I slept less than three hours. Iris couldn't sleep either, and we went together to pick up the kitten. At the clinic, we were happy to see the kitten had improved after getting painkillers, IV fluids, and spending the night in an incubator with oxygen and heat. I paid another $200, and we took the kitten home. He was visibly happy to be reunited with his littermates.
In the afternoon, we took our little fellow to the shelter's staff vet, who gave us two antibiotics, medicine for the kitten's wounded eyes, and painkillers to dole out to the little mite. We were all happy to see the kitten eat a little Trader Joe's tuna ("I buy this because it's the smelliest tuna there is," the vet explained). It looks as though he will survive his ordeal, but he'll need special care during his convalescence.
I'm going to have to suck up to the Sober Husband to make up for this budget-breaking emergency. Sigh. My rescue is a nonprofit, and I can get free veterinary care for my foster kittens IF I get it during business hours from the shelter's vet. If I have an emergency off-hours, I'm on my own financially. (Should any readers wish to contribute to the veterinary bills, their contribution would be gladly welcomed. Email me at firstname.lastname@example.org).
We felt we had learned the fate of the poor missing kitten from our prior litter: eaten by the raccoon, who we always thought was a jovial and pleasant animal. But then this evening, as I was making dinner for the children, I looked out the window and saw a large redtailed hawk perched on the back fence. Cat-eating raccoons and redtailed hawks on the property: the kittens are under siege. It's a hard world for a tiny fluffball that weighs less than a pound.

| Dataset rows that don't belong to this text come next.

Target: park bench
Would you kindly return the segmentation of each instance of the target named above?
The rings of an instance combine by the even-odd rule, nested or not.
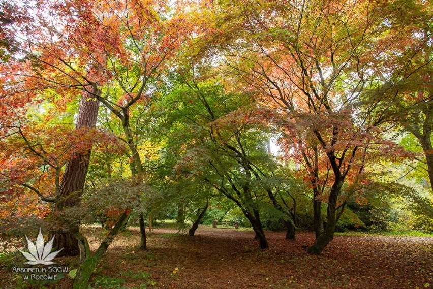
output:
[[[235,229],[239,229],[239,222],[236,221],[234,223],[230,223],[228,222],[219,222],[216,220],[213,220],[213,221],[212,222],[212,228],[216,228],[216,225],[218,224],[234,226]]]

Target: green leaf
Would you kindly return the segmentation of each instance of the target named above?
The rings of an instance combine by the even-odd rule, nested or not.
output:
[[[74,269],[74,270],[71,270],[69,271],[69,273],[68,273],[68,275],[69,275],[69,277],[74,279],[75,278],[75,276],[77,276],[77,269]]]

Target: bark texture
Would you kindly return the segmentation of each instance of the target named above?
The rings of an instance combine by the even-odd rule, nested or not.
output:
[[[101,91],[93,88],[93,93],[101,94]],[[91,129],[96,125],[99,108],[99,101],[88,92],[83,93],[80,101],[77,130]],[[89,166],[91,149],[85,152],[74,152],[66,164],[58,194],[58,203],[54,208],[60,211],[68,207],[77,206],[81,201]],[[52,232],[55,234],[53,246],[59,249],[63,248],[59,255],[75,256],[80,254],[78,241],[74,235],[78,231],[78,222],[65,222],[56,219],[55,228]],[[83,257],[83,256],[82,256]]]

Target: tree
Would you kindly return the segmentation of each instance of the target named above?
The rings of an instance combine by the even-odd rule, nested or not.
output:
[[[228,19],[223,29],[231,34],[231,42],[223,38],[216,45],[229,75],[238,76],[245,83],[241,87],[260,93],[262,105],[286,120],[281,125],[292,129],[289,126],[296,123],[299,136],[288,142],[313,138],[308,145],[313,152],[317,146],[317,156],[323,157],[318,162],[329,168],[326,226],[320,234],[316,225],[318,236],[308,249],[320,254],[333,238],[345,182],[351,175],[358,178],[368,154],[386,142],[381,137],[386,118],[373,113],[377,103],[362,100],[376,87],[379,72],[369,68],[380,57],[376,45],[386,50],[386,43],[378,40],[389,29],[382,16],[390,7],[367,1],[221,5],[229,11],[222,17]],[[322,185],[314,183],[317,165],[308,166],[317,188]]]

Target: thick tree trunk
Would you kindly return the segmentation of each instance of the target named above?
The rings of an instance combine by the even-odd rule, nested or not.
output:
[[[206,206],[205,206],[203,210],[200,212],[200,214],[197,217],[197,218],[196,219],[194,223],[193,224],[193,226],[191,226],[191,228],[188,231],[188,234],[190,234],[190,236],[191,237],[194,235],[194,233],[196,232],[196,230],[198,228],[198,225],[200,223],[200,221],[203,218],[203,217],[204,216],[204,214],[206,213],[206,211],[207,210],[207,207],[209,206],[209,199],[206,199]]]
[[[87,289],[88,282],[96,266],[102,258],[108,247],[113,242],[116,235],[125,226],[131,216],[131,213],[126,210],[102,243],[99,245],[95,254],[91,256],[87,255],[85,261],[80,266],[77,275],[72,284],[73,289]]]
[[[140,214],[140,249],[142,250],[147,250],[147,245],[146,244],[146,227],[144,226],[144,218],[143,216],[143,213]]]
[[[326,226],[325,228],[323,234],[317,237],[313,245],[307,249],[307,251],[310,254],[320,255],[326,245],[334,239],[335,224],[337,220],[335,214],[337,199],[342,186],[343,186],[343,179],[336,178],[336,180],[331,188],[331,191],[328,199],[328,207],[326,212],[328,220],[326,222]]]
[[[94,93],[101,94],[97,90]],[[99,102],[94,95],[84,92],[80,101],[78,118],[76,125],[77,130],[95,127],[99,108]],[[54,210],[61,210],[79,204],[82,190],[87,175],[91,150],[84,153],[74,152],[66,164],[65,173],[61,178],[58,194],[59,203]],[[79,253],[78,241],[74,237],[78,231],[78,222],[65,223],[63,220],[55,220],[55,228],[51,232],[55,235],[53,246],[57,249],[63,248],[59,256],[74,256]]]
[[[322,218],[322,202],[316,200],[317,195],[313,200],[313,221],[316,238],[323,234],[323,220]]]
[[[262,223],[260,221],[260,216],[259,211],[257,210],[254,210],[254,215],[251,213],[244,211],[244,215],[250,221],[251,226],[253,226],[253,230],[256,233],[254,236],[254,239],[259,240],[259,247],[260,249],[267,249],[269,246],[268,245],[268,241],[266,239],[266,237],[265,235],[265,232],[263,231],[263,227],[262,226]]]

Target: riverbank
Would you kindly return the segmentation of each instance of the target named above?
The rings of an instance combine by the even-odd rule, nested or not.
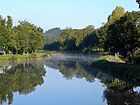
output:
[[[140,65],[97,60],[91,65],[93,68],[122,80],[140,85]]]
[[[0,55],[0,62],[27,61],[51,56],[51,52],[39,52],[32,54],[5,54]]]

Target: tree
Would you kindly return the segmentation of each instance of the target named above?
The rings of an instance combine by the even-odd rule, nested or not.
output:
[[[107,26],[113,24],[115,21],[119,20],[122,16],[124,16],[125,10],[121,6],[117,6],[115,10],[112,11],[112,14],[108,17]]]
[[[136,0],[136,2],[139,4],[139,8],[140,8],[140,0]]]
[[[111,52],[121,52],[133,63],[134,52],[140,45],[138,28],[140,12],[127,12],[120,20],[107,29],[106,48]]]

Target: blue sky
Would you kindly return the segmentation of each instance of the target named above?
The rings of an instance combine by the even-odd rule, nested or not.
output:
[[[116,6],[139,10],[135,0],[2,0],[0,15],[11,15],[15,25],[18,20],[27,20],[44,30],[87,25],[98,28]]]

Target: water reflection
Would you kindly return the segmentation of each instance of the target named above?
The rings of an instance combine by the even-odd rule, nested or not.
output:
[[[0,74],[0,104],[12,104],[13,94],[29,94],[35,91],[38,85],[43,84],[45,69],[36,63],[22,63],[1,66]]]
[[[66,79],[76,77],[94,82],[98,78],[104,84],[103,100],[108,105],[140,105],[140,90],[134,90],[138,87],[137,82],[123,81],[121,77],[94,70],[85,62],[46,62],[46,65],[59,70]]]

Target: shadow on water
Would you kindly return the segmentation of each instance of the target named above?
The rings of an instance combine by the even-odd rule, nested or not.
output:
[[[13,94],[29,94],[44,83],[45,69],[36,63],[5,64],[0,67],[0,104],[12,104]]]
[[[46,66],[59,70],[64,78],[85,78],[88,82],[94,82],[97,78],[104,84],[103,100],[108,105],[140,105],[139,83],[123,81],[113,75],[93,69],[90,63],[76,61],[47,61]]]

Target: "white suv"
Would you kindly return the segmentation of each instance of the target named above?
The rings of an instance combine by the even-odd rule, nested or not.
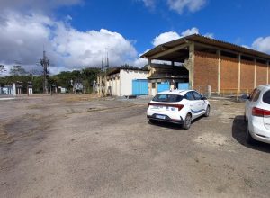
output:
[[[256,87],[247,99],[247,142],[252,144],[258,140],[270,143],[270,85]]]
[[[156,121],[182,124],[188,130],[193,120],[210,114],[208,100],[194,90],[174,90],[158,94],[148,104],[147,117]]]

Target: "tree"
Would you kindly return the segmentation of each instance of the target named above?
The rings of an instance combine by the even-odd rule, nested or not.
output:
[[[0,65],[0,74],[2,74],[4,71],[6,71],[5,67],[4,65]]]
[[[9,74],[11,76],[24,76],[27,74],[27,72],[22,66],[13,66],[10,68]]]

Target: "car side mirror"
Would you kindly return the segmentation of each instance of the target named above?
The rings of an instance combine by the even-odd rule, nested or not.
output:
[[[248,100],[248,99],[249,99],[249,96],[248,96],[248,94],[243,94],[243,95],[241,96],[241,99],[243,99],[243,100]]]

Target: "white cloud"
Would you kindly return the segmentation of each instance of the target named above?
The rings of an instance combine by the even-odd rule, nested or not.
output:
[[[138,0],[143,2],[146,7],[154,8],[155,7],[155,0]]]
[[[192,34],[198,34],[199,33],[199,29],[198,28],[192,28],[192,29],[187,29],[186,31],[183,32],[181,33],[181,37],[184,37],[184,36],[189,36],[189,35],[192,35]]]
[[[160,45],[162,43],[168,42],[168,41],[179,39],[179,38],[180,38],[180,36],[177,32],[164,32],[164,33],[161,33],[158,36],[157,36],[154,39],[152,44],[154,46],[158,46],[158,45]]]
[[[206,0],[167,0],[167,4],[171,10],[182,14],[185,8],[193,13],[202,9]]]
[[[145,50],[143,53],[140,54],[138,58],[133,62],[133,66],[137,68],[142,68],[145,65],[148,64],[148,60],[146,58],[140,58],[141,55],[145,54],[148,52],[149,50]]]
[[[259,37],[252,43],[252,48],[270,54],[270,36],[268,37]]]
[[[152,41],[152,44],[154,46],[158,46],[162,43],[168,42],[168,41],[171,41],[174,40],[177,40],[182,37],[189,36],[192,34],[199,34],[199,33],[200,33],[200,31],[196,27],[187,29],[187,30],[184,31],[183,32],[181,32],[180,35],[176,32],[164,32],[164,33],[161,33],[158,36],[157,36],[154,39],[154,40]],[[213,35],[213,33],[206,33],[203,36],[213,38],[214,35]]]
[[[42,56],[43,45],[55,65],[50,68],[52,73],[100,66],[106,48],[111,49],[111,66],[132,64],[138,57],[132,41],[118,32],[105,29],[80,32],[42,14],[9,12],[0,20],[0,63],[4,65],[16,60],[27,68],[35,66]]]

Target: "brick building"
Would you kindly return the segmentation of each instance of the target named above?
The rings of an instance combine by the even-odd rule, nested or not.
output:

I still don't trust the Madrone...
That also reminds me of a South Park related story. My engine Co was grocery shopping and I was standing outside by my engine when some kids on bikes stopped by for some stickers and spied a Cartman sticker on the underside of my helmet. They thought I was pretty cool and asked me what my favorite episode was. I had just seen my favorite, "Camp Intolerance" but seeing how it involved a Gerbil traveling thru Mr Slaves GI tract I just made a lame remark about how I liked them all.
Also in some column today I read about a mom who keeps red towels available for emergencies, less visible staining, and less scary for the kids. Great idea I thought.

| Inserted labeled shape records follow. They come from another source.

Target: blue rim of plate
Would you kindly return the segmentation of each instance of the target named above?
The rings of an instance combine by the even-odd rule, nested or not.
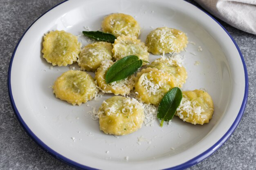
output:
[[[73,166],[77,168],[79,168],[79,169],[88,169],[88,170],[97,170],[97,169],[91,167],[90,167],[87,166],[84,166],[83,165],[82,165],[81,164],[77,162],[75,162],[74,161],[72,161],[72,160],[69,159],[61,155],[61,154],[58,153],[58,152],[55,151],[54,150],[48,147],[47,145],[45,144],[40,139],[39,139],[33,132],[32,131],[29,129],[28,126],[26,124],[26,123],[22,119],[21,116],[20,115],[20,113],[19,113],[17,107],[16,107],[16,105],[15,104],[15,103],[14,102],[14,101],[12,95],[12,93],[11,91],[11,67],[12,65],[12,62],[14,58],[14,55],[15,55],[15,53],[16,52],[16,51],[18,47],[20,42],[20,41],[22,40],[23,37],[25,35],[27,31],[30,28],[31,26],[33,25],[33,24],[37,21],[39,18],[42,17],[43,15],[44,15],[45,13],[48,12],[49,11],[51,11],[52,9],[55,8],[56,7],[60,5],[61,4],[65,2],[66,1],[67,1],[69,0],[65,0],[61,2],[60,2],[52,8],[50,9],[49,10],[45,12],[44,13],[42,14],[41,16],[40,16],[38,18],[37,18],[35,21],[34,21],[33,23],[27,29],[26,31],[24,32],[23,34],[22,35],[20,39],[19,40],[16,46],[15,47],[15,49],[13,51],[13,53],[12,55],[11,56],[11,61],[10,62],[10,64],[9,65],[9,68],[8,69],[8,93],[9,94],[9,97],[10,98],[10,100],[11,101],[11,106],[12,108],[15,113],[16,116],[17,117],[18,120],[20,122],[20,123],[23,127],[23,128],[25,130],[25,131],[27,132],[27,133],[29,135],[36,143],[39,146],[40,146],[43,149],[45,150],[47,152],[49,153],[55,157],[55,158],[60,160],[61,161],[70,165],[72,166]],[[186,2],[188,3],[192,4],[192,5],[195,6],[193,4],[191,4],[188,2],[187,2],[186,0],[183,0],[185,2]],[[195,6],[196,7],[196,6]],[[237,44],[235,41],[234,38],[232,37],[231,35],[229,34],[229,33],[227,31],[227,30],[215,18],[214,18],[213,16],[209,14],[207,12],[204,10],[200,9],[200,8],[197,7],[198,9],[202,11],[206,14],[207,14],[208,16],[211,17],[213,20],[215,22],[216,22],[226,32],[226,33],[227,34],[227,35],[229,36],[233,43],[236,46],[236,49],[239,53],[240,55],[240,57],[241,58],[241,60],[242,61],[242,62],[243,63],[243,65],[244,67],[244,71],[245,71],[245,95],[244,95],[243,99],[243,102],[242,103],[242,105],[241,106],[241,107],[240,108],[240,109],[238,114],[238,115],[234,121],[233,122],[233,124],[229,128],[229,129],[228,130],[228,131],[226,132],[226,133],[223,135],[223,136],[215,144],[213,145],[211,147],[209,148],[208,150],[204,152],[203,153],[201,154],[198,155],[192,159],[191,159],[184,162],[180,165],[179,165],[178,166],[171,167],[170,168],[168,168],[165,169],[165,170],[182,170],[184,169],[185,168],[189,168],[190,166],[191,166],[200,161],[202,161],[204,159],[207,157],[209,157],[211,154],[213,153],[218,149],[228,139],[229,137],[231,134],[234,132],[234,130],[236,128],[238,125],[239,124],[240,121],[241,120],[241,119],[243,115],[243,114],[244,112],[245,111],[245,106],[246,106],[246,103],[247,102],[247,99],[248,97],[248,73],[247,72],[247,69],[246,68],[246,66],[245,65],[245,62],[244,59],[243,58],[243,55],[242,54],[242,53],[239,49]]]

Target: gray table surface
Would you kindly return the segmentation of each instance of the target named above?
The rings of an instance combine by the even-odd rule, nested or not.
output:
[[[10,60],[18,41],[38,17],[61,0],[0,0],[0,170],[73,170],[39,146],[20,125],[7,86]],[[192,0],[193,4],[198,4]],[[249,93],[241,121],[228,140],[211,156],[188,170],[256,169],[256,35],[219,21],[243,55]]]

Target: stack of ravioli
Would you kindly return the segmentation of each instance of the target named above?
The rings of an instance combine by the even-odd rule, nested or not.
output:
[[[164,54],[180,53],[186,47],[188,38],[181,31],[161,27],[149,33],[145,44],[138,39],[138,22],[123,13],[106,17],[101,27],[103,32],[116,36],[113,44],[97,42],[81,49],[77,37],[64,31],[51,31],[44,37],[43,57],[53,66],[77,62],[80,67],[80,71],[70,70],[57,79],[52,86],[56,97],[80,105],[92,100],[100,91],[116,95],[104,101],[100,107],[100,128],[106,134],[127,135],[141,128],[145,117],[144,103],[157,106],[167,92],[175,87],[182,88],[186,82],[185,68]],[[117,61],[135,55],[149,62],[149,52],[163,55],[137,74],[106,83],[106,73]],[[95,72],[95,79],[85,71]],[[126,97],[131,91],[136,99]],[[208,123],[213,111],[210,95],[199,90],[184,91],[183,95],[176,115],[194,124]]]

Oh, how traumatic. That would be so upsetting, the poor injured kitty and the injustice of paying for it.
I had no idea raccoons attacked kittens. I thought they just dug through garbage cans and the like.

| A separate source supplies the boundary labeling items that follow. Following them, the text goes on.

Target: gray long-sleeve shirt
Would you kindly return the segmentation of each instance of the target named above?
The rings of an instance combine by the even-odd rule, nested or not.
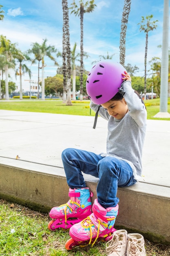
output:
[[[131,82],[124,82],[124,97],[128,111],[121,119],[110,116],[107,110],[100,108],[99,115],[108,120],[107,152],[104,156],[112,155],[127,162],[138,181],[141,176],[142,156],[146,131],[147,112],[141,99],[134,92]],[[96,112],[98,105],[90,103]]]

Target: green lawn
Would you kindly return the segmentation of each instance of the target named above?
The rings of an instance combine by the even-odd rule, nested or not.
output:
[[[0,109],[31,112],[42,112],[75,115],[83,116],[94,116],[95,113],[91,111],[89,101],[73,101],[73,105],[66,106],[62,101],[27,100],[20,101],[11,100],[0,101]],[[168,112],[170,113],[170,98],[168,99]],[[155,118],[153,117],[160,110],[160,99],[156,99],[145,101],[148,112],[148,119],[168,120],[170,118]]]

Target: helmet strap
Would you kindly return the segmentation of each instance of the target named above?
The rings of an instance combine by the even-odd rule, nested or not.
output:
[[[94,122],[93,127],[93,129],[95,129],[95,128],[96,128],[97,121],[97,117],[98,117],[98,113],[99,112],[99,110],[100,109],[100,108],[101,107],[102,107],[101,105],[99,106],[99,107],[98,108],[98,109],[97,109],[97,112],[96,113],[96,114],[95,115],[95,121]]]

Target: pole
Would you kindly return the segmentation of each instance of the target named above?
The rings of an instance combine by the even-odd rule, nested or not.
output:
[[[162,61],[161,75],[160,112],[167,112],[168,111],[169,2],[169,0],[164,0]]]
[[[154,117],[157,118],[170,118],[170,114],[168,112],[169,4],[169,0],[164,0],[160,112]]]

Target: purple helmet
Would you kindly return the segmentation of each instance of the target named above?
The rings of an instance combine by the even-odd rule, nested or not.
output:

I hate raccoons even more now.
don't hate the playa, hate the game
so sorry for the poor kitteh. wish i could help. hopefully he will recover and warn the other kitties.
I've had raccoon issues too. After several raccoon and possum invasions through a flapping cat door, we got a magnetic cat door, but the raccoons were clever enough to pry it open. So we locked the cat in at night. But one night, my handy husband left our screen door open...a raccoon came in, went upstairs, climbed a bookcase, crapped on top of the bookcase, and I begged my husband to chase the raccoon out of the house with a long stick (the pole pruner, I think). It was HUGE. Twice as big as our full grown cat.
Good luck to your kitten. You are a great mother to your daughters and to the kittens too.
Red towels for the emergencies - why did I never think of this? Now my grandchildren will benefit. Also, where can I get a Cartman sticker? Would that be at my local fire station?